The benchmarks ran on March 29 using a 64-bit Windows 10 system. According to the software’s arithmetic benchmark, the processor is capable of 118.71 GOPS (giga-operations per second) across eight threads. Meanwhile, on the multimedia processing front, the chip can handle 313.84 megapixels per second, whereas it can manage 35.3 GOPS in the Microsoft .Net arithmetic benchmark. Moving down the line, the benchmarks show a performance of 5.59GB per second during cryptographic processing, a DDR4 latency of 23.2 nanoseconds, and a GPU performance of 37.41 megapixels per second.

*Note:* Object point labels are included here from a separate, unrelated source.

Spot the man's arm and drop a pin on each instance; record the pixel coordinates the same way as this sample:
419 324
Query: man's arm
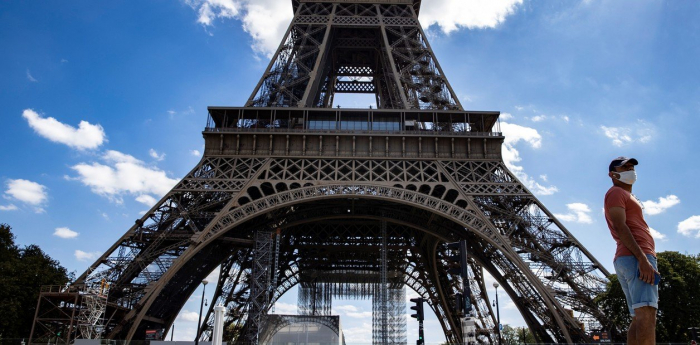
619 218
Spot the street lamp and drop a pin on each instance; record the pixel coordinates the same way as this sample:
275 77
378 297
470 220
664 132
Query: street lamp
201 306
498 315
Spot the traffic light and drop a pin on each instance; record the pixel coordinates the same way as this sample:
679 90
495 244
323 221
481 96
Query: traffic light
418 308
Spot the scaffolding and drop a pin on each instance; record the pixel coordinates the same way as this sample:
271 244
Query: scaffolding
92 310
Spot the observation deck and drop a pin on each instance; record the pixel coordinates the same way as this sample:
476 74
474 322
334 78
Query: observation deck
352 132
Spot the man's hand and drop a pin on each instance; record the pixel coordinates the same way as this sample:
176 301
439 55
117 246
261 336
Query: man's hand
646 271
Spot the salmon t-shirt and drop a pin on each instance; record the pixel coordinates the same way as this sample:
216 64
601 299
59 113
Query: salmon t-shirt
618 197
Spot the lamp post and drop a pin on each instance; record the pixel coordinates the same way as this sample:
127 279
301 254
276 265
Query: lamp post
498 315
201 306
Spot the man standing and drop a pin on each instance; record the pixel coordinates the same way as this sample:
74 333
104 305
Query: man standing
635 257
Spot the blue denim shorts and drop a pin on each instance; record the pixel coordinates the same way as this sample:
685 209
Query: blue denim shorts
638 293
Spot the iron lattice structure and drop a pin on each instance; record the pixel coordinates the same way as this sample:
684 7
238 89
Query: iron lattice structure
361 202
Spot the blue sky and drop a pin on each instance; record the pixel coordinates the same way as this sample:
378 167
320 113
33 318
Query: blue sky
103 108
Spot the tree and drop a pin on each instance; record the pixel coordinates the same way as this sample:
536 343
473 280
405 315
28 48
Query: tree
22 273
517 335
679 299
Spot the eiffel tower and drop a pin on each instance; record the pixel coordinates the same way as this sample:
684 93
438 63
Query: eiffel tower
337 202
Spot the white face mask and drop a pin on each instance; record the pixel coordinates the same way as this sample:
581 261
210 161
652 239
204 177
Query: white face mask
627 177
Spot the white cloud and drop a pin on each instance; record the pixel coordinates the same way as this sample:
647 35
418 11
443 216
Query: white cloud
85 256
653 208
155 155
620 136
86 136
267 20
515 134
10 207
360 315
26 191
190 316
344 308
640 132
657 235
30 77
451 15
264 20
690 227
285 308
124 175
578 213
146 199
358 335
65 233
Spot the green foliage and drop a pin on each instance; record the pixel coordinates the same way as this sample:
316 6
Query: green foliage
679 298
22 273
517 335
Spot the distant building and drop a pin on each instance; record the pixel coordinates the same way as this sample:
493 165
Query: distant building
302 329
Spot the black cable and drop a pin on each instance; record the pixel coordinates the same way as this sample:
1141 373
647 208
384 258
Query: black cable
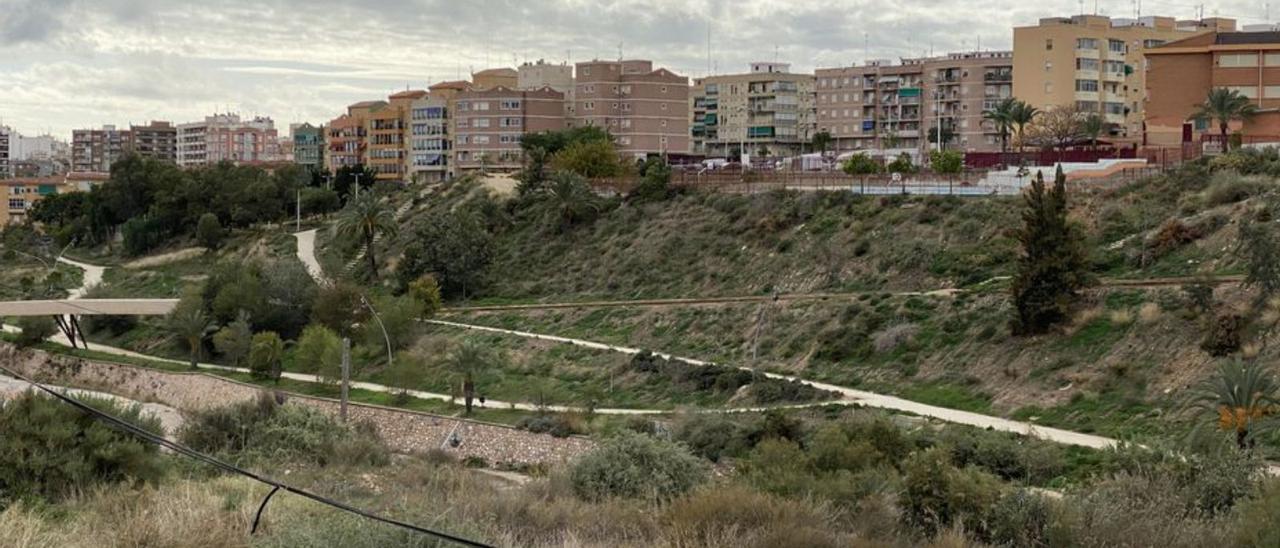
233 469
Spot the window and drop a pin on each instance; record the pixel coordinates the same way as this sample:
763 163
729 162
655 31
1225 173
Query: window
1248 91
1238 60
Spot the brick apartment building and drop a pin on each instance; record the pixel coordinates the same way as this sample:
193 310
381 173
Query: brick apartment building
645 109
881 105
1182 73
767 110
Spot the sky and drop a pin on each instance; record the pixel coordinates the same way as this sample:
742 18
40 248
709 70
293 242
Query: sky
67 64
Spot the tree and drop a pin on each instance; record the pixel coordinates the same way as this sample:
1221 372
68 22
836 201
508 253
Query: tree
1225 106
265 355
590 159
1057 128
209 232
1240 397
233 339
365 219
1002 118
319 350
469 361
190 323
947 161
1052 266
862 164
822 141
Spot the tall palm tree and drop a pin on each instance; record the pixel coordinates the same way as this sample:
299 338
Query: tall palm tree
1242 396
1002 117
364 219
1022 115
1225 105
571 199
470 360
190 323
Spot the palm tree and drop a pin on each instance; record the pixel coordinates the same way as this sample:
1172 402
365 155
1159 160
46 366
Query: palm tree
1002 117
1225 105
571 199
1092 128
1242 397
469 360
364 219
1022 115
190 323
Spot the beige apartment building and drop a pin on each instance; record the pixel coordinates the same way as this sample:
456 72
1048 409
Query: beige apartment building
882 105
645 109
767 112
488 126
1097 64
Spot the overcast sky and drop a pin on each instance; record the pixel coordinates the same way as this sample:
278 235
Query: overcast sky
68 64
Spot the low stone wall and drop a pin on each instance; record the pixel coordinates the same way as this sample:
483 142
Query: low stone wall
403 430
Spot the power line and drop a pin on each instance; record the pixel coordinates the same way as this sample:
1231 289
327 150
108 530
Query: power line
225 466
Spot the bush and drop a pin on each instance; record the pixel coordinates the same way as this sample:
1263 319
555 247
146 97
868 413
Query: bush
209 232
35 330
51 450
261 430
636 466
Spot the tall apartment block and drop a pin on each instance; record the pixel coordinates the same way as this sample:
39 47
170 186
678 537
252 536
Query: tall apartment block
645 109
881 105
488 124
1182 73
158 140
224 137
307 145
346 136
1097 64
768 112
95 150
5 151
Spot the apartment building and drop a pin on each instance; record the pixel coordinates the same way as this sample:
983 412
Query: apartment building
767 112
1097 64
346 136
1182 73
645 109
882 105
5 151
488 126
307 145
225 137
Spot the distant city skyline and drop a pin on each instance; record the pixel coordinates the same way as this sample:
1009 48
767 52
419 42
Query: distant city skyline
68 64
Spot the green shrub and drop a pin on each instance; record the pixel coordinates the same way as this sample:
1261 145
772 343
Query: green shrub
636 466
50 450
35 330
261 430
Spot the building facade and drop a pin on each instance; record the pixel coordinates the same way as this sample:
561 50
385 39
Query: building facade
95 150
1180 74
488 126
224 137
767 112
882 105
1096 64
307 145
645 109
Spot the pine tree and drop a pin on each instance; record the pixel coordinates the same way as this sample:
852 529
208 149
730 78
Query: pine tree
1052 266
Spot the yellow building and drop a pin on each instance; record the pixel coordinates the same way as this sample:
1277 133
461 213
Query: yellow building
1096 63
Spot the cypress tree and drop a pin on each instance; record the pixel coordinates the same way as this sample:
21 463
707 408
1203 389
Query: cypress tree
1052 268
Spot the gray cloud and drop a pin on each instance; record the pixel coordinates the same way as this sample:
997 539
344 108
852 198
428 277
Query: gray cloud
76 63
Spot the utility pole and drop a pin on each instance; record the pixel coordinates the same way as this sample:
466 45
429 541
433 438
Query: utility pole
346 378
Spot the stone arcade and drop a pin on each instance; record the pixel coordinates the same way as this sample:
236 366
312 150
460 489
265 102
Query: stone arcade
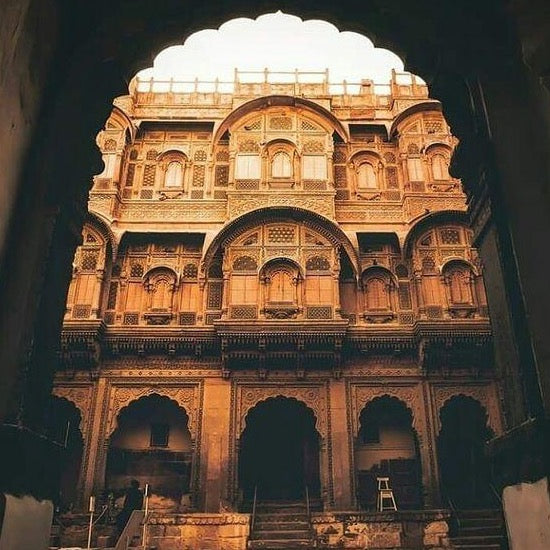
276 294
63 62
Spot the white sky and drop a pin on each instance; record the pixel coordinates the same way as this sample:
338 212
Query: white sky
280 42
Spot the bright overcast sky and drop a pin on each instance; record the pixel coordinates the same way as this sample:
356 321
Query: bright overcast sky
279 42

Unfortunately, the benchmarks may not be a good indication of final performance. The numbers are generally below those of the current Core i7-6700K. It’s hard to say why Intel’s follow-up would be slower. What the numbers do tell us, though, is that Kaby Lake silicon is up and capable of running everyday apps, so it’s likely nearing release.

Keep in mind that the leaked benchmarks do not specifically list the Intel Core i7-7700K processor, but rather an “Intel Kabylake platform Kabylake Client System” with a “Genuine Intel CPU 0000.” However, previous leaked specs match the benchmark details that also show this processor will be based on 14 nanometer process technology, come packed with four cores (eight threads), and ship unlocked to the delight of overclockers around the world.

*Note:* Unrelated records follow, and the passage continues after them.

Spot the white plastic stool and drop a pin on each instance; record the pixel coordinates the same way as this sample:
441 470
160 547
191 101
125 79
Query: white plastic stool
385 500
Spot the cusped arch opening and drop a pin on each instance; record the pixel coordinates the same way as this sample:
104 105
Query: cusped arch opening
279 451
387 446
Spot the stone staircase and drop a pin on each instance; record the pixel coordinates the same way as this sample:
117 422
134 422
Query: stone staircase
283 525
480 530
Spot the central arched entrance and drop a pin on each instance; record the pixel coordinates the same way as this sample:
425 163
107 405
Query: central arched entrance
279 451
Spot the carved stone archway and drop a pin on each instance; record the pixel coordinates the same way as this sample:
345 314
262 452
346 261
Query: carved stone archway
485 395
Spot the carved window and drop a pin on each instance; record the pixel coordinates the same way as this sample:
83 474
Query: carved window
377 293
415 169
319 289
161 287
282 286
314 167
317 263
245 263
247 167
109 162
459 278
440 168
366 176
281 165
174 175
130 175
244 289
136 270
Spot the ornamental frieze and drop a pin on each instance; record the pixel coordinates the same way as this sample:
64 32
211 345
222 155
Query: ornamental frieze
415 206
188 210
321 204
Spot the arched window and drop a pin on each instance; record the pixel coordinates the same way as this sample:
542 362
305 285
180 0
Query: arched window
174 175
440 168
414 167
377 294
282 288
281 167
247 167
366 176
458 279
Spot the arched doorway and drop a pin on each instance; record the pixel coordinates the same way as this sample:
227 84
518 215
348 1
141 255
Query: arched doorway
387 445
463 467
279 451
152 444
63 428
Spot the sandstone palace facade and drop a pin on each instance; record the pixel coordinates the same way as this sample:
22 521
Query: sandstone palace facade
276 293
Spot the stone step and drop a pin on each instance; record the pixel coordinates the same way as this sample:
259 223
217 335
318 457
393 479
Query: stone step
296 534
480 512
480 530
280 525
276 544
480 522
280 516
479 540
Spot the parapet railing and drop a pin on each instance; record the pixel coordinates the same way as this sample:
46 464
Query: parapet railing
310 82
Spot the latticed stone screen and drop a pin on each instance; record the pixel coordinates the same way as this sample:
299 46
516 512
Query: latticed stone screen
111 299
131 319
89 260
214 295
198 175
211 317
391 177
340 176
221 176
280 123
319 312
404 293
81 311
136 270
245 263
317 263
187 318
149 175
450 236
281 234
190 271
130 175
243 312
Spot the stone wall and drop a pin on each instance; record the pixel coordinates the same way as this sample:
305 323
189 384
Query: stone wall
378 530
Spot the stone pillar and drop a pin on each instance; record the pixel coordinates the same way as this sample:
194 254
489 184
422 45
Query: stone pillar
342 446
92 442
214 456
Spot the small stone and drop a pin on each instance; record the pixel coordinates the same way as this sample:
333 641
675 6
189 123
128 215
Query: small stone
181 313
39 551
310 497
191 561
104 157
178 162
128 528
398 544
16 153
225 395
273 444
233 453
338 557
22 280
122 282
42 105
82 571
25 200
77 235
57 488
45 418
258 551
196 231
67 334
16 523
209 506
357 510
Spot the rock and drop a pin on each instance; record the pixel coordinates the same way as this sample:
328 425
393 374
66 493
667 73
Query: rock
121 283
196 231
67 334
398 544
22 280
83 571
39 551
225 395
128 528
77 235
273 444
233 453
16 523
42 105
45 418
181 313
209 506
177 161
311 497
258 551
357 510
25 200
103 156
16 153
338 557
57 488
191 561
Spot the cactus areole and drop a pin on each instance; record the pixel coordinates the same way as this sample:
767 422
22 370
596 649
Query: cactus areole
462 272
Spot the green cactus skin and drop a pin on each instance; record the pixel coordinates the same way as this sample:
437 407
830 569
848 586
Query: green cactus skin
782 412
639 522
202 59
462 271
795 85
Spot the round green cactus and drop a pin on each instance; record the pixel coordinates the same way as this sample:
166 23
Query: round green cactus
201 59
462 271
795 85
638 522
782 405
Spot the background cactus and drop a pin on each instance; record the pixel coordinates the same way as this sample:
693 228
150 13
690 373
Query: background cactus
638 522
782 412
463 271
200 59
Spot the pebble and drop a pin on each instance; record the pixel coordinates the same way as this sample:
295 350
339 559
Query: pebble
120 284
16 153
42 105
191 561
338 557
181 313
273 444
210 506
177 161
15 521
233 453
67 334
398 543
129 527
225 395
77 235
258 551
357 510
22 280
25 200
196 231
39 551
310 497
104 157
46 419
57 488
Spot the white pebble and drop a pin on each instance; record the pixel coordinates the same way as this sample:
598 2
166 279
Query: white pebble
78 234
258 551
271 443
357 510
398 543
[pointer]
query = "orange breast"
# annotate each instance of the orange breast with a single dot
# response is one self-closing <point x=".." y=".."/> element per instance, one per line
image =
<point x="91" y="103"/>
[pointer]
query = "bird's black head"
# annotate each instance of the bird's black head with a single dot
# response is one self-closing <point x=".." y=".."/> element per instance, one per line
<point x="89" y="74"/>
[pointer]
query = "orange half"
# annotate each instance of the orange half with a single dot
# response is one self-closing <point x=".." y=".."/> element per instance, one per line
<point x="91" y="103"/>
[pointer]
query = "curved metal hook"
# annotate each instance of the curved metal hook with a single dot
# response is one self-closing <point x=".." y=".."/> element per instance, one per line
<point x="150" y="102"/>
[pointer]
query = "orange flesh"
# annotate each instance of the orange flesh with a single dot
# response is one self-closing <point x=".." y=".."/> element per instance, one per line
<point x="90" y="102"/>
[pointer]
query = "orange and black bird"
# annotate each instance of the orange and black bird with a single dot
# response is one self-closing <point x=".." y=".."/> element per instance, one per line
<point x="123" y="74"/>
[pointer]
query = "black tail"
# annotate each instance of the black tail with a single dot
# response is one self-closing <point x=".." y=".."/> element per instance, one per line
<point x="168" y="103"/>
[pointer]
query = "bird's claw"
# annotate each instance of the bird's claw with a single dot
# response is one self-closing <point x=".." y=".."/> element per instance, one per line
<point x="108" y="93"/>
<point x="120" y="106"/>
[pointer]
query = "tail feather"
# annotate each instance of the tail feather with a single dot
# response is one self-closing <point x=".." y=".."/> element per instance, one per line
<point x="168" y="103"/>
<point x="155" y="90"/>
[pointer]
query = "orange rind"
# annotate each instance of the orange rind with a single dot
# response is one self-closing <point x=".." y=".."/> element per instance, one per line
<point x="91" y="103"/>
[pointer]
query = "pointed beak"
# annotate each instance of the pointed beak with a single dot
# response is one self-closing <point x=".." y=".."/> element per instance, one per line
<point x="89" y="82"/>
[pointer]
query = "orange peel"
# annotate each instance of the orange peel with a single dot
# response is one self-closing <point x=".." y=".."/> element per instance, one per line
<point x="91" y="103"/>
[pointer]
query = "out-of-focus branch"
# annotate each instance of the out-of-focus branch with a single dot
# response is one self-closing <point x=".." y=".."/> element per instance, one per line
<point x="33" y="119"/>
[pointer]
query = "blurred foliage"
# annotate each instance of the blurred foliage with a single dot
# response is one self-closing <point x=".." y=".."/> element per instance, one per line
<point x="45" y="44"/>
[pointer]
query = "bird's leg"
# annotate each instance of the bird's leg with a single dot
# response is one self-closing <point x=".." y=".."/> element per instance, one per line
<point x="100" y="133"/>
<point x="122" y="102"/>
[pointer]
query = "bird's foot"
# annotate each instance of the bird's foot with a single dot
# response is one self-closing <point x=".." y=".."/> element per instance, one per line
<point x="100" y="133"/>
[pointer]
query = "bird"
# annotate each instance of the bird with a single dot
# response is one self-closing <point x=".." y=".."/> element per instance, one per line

The upcoming Core i7-7700K will be the successor to the Intel Core i7-6700K “Skylake” processor released last year. It is expected to serve as Intel’s flagship unlocked processor until sometime next year when the company launches its 10 nanometer “Cannonlake” processors. It will be joined by the Core i7-7500U “Kaby Lake-U” chip, and the Core M7-7Y75 “Kaby Lake-Y” chip, which targets ultra-low power platforms like slim ultrabooks.

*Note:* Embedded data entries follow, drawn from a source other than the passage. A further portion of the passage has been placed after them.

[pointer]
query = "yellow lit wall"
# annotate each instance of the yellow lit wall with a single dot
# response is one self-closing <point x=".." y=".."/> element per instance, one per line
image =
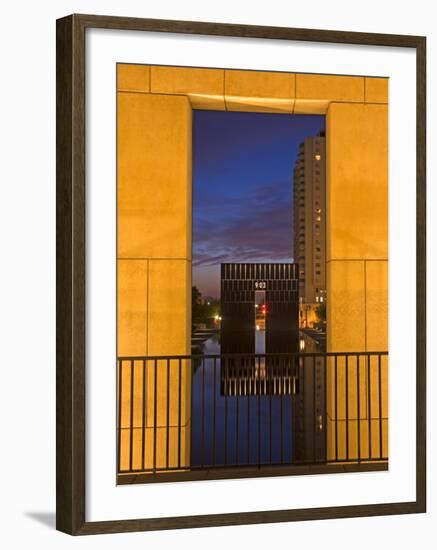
<point x="357" y="270"/>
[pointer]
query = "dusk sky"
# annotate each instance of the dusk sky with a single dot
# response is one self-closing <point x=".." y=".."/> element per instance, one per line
<point x="242" y="189"/>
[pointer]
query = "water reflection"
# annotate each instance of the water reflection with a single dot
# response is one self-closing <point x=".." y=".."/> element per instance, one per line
<point x="241" y="415"/>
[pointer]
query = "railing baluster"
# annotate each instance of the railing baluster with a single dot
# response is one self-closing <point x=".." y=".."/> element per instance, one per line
<point x="179" y="411"/>
<point x="336" y="406"/>
<point x="167" y="443"/>
<point x="214" y="413"/>
<point x="259" y="411"/>
<point x="380" y="405"/>
<point x="155" y="413"/>
<point x="202" y="366"/>
<point x="269" y="385"/>
<point x="226" y="412"/>
<point x="325" y="408"/>
<point x="283" y="380"/>
<point x="249" y="376"/>
<point x="314" y="410"/>
<point x="237" y="410"/>
<point x="120" y="395"/>
<point x="369" y="411"/>
<point x="143" y="439"/>
<point x="358" y="410"/>
<point x="347" y="405"/>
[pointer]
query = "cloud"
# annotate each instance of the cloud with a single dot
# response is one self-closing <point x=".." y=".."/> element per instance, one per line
<point x="253" y="227"/>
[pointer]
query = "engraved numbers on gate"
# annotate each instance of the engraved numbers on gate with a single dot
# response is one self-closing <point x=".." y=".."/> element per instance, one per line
<point x="260" y="285"/>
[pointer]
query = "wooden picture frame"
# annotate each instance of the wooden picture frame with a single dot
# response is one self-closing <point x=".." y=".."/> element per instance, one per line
<point x="71" y="283"/>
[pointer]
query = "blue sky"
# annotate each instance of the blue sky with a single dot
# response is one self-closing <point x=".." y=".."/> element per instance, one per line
<point x="242" y="189"/>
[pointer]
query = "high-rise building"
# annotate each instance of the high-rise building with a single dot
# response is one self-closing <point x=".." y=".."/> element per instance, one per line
<point x="309" y="226"/>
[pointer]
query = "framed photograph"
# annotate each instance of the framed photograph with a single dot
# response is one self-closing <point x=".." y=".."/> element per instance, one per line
<point x="240" y="274"/>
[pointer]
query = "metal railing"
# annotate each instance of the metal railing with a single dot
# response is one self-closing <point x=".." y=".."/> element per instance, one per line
<point x="201" y="412"/>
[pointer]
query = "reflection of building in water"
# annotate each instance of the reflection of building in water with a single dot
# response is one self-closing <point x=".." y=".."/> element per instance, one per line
<point x="259" y="304"/>
<point x="309" y="203"/>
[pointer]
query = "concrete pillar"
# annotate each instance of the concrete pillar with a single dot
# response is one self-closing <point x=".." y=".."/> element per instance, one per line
<point x="357" y="272"/>
<point x="154" y="266"/>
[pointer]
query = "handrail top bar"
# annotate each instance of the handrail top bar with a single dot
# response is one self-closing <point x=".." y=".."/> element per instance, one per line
<point x="253" y="355"/>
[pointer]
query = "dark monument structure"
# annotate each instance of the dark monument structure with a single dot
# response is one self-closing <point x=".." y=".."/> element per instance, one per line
<point x="259" y="340"/>
<point x="240" y="283"/>
<point x="259" y="309"/>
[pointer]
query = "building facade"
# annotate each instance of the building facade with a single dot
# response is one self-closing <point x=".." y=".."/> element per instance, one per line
<point x="309" y="213"/>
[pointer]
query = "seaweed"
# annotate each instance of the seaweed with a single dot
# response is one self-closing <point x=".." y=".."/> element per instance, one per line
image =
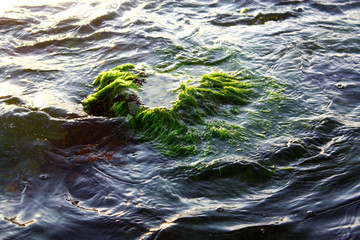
<point x="196" y="118"/>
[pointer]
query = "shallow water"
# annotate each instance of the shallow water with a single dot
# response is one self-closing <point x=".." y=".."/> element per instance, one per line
<point x="66" y="175"/>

The new Kaby Lake processors are expected to be officially revealed during Computex 2016 in June followed by a commercial release in Q3 2016. Overall, this family will have a thermal envelope between 35 watts and 95 watts, support for DDR4 and DDR3L memory, and support for socket LGA 1151. That means they will be compatible with current Z170 motherboards as well as Intel’s upcoming 200-series chipset based on LGA 1151.

Computex takes place in Taipei between May 31 and June 4, so we expect to see the full official details then.